(Gelezen In Tertio Van 8 September 2010)
Uit een artikel van Jan De Volder
Er zijn van die dingen die ik niet kan begrijpen. Deze week verscheen in Groot-Brittannië het boek The grand design. Daarin stelt natuurkundige Stephen Hawking onder meer dat we God niet nodig hebben om het ontstaan van het heelal te verklaren. “Het universum kan zichzelf uit niets vormen”, zegt hij. “Spontane schepping is de reden dat er iets is en niet niets, waarom het universum bestaat en waarom wij bestaan.” Bigbangtheorieën of Darwins evolutieleer hebben mijn geloof in God als Schepper nooit doen wankelen. Want onafgezien van wat de natuurwetenschap ons kan bijbrengen, stelt zich onvermijdelijk toch de vraag naar het begin. En eventueel ook naar het doel en de zin. God als alfa en omega, terwijl de overige letters van het alfabet voor mijn part gerust aan natuur en mens mogen worden toebedeeld.
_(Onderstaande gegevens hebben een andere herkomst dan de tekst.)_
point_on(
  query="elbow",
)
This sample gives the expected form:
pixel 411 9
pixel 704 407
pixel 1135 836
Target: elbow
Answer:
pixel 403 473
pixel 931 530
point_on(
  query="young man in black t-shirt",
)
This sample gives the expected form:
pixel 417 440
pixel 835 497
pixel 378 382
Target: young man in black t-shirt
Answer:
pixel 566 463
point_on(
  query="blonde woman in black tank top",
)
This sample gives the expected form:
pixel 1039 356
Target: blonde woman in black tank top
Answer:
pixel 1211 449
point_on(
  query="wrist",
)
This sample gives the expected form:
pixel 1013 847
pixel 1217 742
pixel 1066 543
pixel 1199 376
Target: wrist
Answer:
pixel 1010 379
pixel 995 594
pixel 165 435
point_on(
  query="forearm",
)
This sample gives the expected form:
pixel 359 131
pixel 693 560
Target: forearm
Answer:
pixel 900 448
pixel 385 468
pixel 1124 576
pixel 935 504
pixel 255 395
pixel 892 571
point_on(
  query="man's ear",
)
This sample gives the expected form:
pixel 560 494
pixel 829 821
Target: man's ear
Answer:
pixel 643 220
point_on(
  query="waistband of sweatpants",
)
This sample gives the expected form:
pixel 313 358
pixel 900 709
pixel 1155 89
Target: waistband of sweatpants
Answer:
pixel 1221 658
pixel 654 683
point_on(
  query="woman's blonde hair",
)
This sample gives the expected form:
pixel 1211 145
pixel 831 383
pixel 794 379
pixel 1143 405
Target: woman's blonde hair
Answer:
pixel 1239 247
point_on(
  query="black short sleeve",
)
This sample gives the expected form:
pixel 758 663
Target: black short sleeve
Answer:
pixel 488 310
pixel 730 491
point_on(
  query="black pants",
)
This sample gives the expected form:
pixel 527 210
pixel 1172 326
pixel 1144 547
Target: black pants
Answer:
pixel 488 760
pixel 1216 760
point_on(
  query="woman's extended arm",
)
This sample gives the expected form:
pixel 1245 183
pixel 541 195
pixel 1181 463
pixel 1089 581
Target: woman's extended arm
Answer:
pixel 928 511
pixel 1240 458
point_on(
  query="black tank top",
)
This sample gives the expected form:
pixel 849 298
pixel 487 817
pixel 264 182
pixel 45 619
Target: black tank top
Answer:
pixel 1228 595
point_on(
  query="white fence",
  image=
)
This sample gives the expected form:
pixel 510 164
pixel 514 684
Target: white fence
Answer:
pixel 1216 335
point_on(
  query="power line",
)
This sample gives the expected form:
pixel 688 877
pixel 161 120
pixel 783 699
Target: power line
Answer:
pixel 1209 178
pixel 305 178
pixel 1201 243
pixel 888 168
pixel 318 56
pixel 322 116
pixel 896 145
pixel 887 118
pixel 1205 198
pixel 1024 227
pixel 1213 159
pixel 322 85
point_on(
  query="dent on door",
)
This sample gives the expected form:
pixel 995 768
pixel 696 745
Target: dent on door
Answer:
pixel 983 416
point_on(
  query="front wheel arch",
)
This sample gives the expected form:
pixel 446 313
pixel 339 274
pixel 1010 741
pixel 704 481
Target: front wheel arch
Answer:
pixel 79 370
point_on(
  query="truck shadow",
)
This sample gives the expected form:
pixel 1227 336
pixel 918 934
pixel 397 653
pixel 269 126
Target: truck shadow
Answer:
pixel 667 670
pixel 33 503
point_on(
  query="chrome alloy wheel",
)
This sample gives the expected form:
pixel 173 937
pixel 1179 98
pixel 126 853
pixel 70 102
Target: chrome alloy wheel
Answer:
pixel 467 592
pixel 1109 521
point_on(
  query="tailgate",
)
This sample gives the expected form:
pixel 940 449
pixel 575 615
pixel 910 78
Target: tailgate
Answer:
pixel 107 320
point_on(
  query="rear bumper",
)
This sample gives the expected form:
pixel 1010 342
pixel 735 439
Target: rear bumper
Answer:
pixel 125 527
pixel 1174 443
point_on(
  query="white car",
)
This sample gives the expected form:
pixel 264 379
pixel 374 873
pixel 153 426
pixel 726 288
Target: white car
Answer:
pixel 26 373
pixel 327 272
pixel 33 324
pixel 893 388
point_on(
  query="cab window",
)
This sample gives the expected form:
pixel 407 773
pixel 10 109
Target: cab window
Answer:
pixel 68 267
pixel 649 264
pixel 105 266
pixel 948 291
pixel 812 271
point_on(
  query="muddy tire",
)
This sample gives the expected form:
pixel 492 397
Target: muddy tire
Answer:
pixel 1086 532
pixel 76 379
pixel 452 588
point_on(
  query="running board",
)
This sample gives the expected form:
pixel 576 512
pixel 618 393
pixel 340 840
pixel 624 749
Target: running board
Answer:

Niet dus. God is zelfs als alfa overbodig, gelooft onze wetenschapper. Dan vraag ik mij af: zou niets ooit echt iets kunnen worden, louter uit natuurwet? En wie heeft die natuurwet dan wel gemaakt? Maar ook dat is niet de wezenlijke vraag. Het komt er niet op aan of wij God al dan niet nodig hebben. Dat lijkt steeds minder het geval. Veeleer is het zaak in te zien dat Hij ons nodig heeft. Want in onze immer weerkerende arrogantie mogen wij God overbodig vinden, in Zijn liefdevolle ogen is de mens dat niet.